Tis well to remember: The long shadow cast by France on Syria

RASHMEE ROSHAN LALL July 6, 2018

During the French mandate

To many people, Syria spells no more than a long-running civil war, a dangerously internationalising multi-sided skirmish and the tiresome but troubling threat of ever more refugees.

But British Arabist Diana Darke’s book, ‘The Merchant of Syria: A History of Survival’, is worth reading if only to re-focus on a few key points about Syria. They matter because history casts a long shadow.

Consider France’s role in Syria’s situation after WWI.

As the Ottoman empire disintegrated, there was rising want and misery. Ms Darke writes, for instance, of how the Damascus-headquartered Ottoman Fourth Army impounded all farm animals for its own use. Add to that a series of natural disasters such as drought, a 1915 plague of locusts and the 1916 harvest-reducing heat wave.

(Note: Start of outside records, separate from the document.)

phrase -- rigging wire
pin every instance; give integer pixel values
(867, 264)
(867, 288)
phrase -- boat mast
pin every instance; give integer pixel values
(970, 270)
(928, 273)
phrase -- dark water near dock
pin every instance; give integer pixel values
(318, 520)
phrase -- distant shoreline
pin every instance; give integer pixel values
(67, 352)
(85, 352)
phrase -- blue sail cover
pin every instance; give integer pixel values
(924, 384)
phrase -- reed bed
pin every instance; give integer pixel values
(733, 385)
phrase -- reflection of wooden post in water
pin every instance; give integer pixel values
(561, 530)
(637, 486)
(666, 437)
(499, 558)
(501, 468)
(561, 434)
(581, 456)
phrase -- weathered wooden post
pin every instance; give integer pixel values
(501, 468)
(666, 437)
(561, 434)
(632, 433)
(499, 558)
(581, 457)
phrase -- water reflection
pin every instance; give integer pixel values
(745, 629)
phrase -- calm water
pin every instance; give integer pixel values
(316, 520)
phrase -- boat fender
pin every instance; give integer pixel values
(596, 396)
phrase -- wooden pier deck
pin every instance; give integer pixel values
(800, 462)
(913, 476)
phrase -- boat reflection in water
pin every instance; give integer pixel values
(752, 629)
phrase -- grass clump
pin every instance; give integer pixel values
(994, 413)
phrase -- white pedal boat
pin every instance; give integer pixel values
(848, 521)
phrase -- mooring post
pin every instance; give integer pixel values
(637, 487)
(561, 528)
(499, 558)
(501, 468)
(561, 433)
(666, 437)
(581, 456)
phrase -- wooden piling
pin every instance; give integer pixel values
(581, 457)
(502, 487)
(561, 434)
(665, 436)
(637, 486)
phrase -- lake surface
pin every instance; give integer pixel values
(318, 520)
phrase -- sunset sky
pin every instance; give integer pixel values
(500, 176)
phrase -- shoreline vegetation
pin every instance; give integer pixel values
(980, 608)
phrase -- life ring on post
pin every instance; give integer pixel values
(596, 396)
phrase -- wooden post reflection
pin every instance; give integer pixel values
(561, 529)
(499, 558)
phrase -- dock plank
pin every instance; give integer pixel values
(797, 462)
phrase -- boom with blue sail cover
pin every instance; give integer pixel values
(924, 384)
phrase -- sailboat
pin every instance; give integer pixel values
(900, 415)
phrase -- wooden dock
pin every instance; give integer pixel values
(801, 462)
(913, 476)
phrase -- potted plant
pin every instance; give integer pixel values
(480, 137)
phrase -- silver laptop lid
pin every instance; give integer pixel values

Then came the age of the European mandate.

The British and the French, who emerged as the Allied victors in the war, quickly divided up the Middle East. The British got the Iraq mandate and the French took Syria and Lebanon.

Mandates were supposed to be a provisional arrangement of unspecified length, initially expected to last a mere three years. The French mandate lasted 26 years in Syria; 23 in Lebanon.

Another interesting historical note that resonates today is the French rulers’ toughness on Syria.

Just as today, Ghouta oasis, east of Damascus, where many of the rebels were from, suffered terrible “operations de nettoyage” or clean-up measures.

Just like today, with Syria teeming with Russian mercenaries and foreign Shia militia brought in by Iran, the French sent foreign mercenaries. They were said to be especially brutal.

Much later, as Ms Darke writes, “France was willing to sacrifice Syria’s territorial integrity for the sake of its own larger international intersts”.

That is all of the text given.